Symptom improvements and consequent medication reductions were
achieved within one month in a majority of the cases. Short period
without TLA treatment led to exacerbations of AD symptoms.
Re-starting TLA treatment resulted in a quick improvement in
severity of symptoms.
[0103] FIGS. 8-10 show the reduction of symptoms in one of the
above mentioned patients, specifically a 15 year old male suffering
from AD. FIG. 8 is taken at base line before initiation of TLA
treatment (23 Nov. 2010), FIG. 9 shows a significant decrease in AD
symptoms after about one month (18 Dec. 2010) and FIG. 10 shows
almost no symptoms after about three months of TLA treatment (19
Feb. 2011).
Example 4
[0104] A 49 year old woman with severe bleeding eczema, comorbid
asthma and frequent awakening during night from itching and asthma
was undergoing treatment for several years with cutaneous
corticosteroid and softening cream (5-8 times/day including night
time) said treatment having an unsatisfactory effect.
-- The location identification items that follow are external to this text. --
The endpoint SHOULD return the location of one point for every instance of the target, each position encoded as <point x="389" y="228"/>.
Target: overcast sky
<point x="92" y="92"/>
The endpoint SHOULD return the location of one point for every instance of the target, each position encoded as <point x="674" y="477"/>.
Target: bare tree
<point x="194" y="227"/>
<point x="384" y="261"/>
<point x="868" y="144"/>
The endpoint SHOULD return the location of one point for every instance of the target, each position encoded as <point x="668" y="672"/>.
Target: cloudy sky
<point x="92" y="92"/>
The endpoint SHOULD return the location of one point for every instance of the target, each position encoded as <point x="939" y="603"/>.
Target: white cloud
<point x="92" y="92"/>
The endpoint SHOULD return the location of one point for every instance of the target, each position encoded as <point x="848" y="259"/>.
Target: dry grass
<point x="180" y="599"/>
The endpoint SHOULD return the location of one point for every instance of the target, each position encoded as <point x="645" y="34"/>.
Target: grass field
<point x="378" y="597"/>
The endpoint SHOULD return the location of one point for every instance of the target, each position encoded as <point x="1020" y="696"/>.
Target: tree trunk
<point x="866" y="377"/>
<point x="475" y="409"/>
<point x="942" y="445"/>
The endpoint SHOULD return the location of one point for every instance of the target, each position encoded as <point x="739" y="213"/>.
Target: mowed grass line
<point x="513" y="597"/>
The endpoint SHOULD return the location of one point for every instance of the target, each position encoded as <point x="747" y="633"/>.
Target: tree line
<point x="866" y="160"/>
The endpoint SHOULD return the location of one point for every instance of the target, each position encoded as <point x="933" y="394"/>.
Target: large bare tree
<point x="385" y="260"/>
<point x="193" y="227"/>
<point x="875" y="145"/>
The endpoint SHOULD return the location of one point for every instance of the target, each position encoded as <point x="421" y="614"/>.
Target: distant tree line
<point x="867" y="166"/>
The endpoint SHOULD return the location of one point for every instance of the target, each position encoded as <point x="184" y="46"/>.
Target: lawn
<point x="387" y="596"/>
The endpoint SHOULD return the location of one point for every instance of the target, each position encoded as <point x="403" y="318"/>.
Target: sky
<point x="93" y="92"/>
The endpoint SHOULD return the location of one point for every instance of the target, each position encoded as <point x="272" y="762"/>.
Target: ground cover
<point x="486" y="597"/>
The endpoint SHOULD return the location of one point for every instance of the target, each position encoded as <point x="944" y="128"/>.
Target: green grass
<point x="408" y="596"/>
[0105] After 2 months of nightly TLA treatment according to the
present invention (cf. example 1) the eczema improved significantly
and the itching and bleeding stopped. The patient was able to sleep
throughout the night without awakening. Moreover, the patient
became more alert and managed to walk long distances after
treatment according to the present invention which was not possible
before TLA treatment. Corticosteroid treatment of eczema and
reduced asthma treatment was stopped and bronchial inflammation as
measured by Fractional Exhaled Nitric Oxide (FENO) was reduced from
36 to 17 ppb (normal level <25 ppb). The positive effect of TLA
treatment was sustained over time with continuous treatment.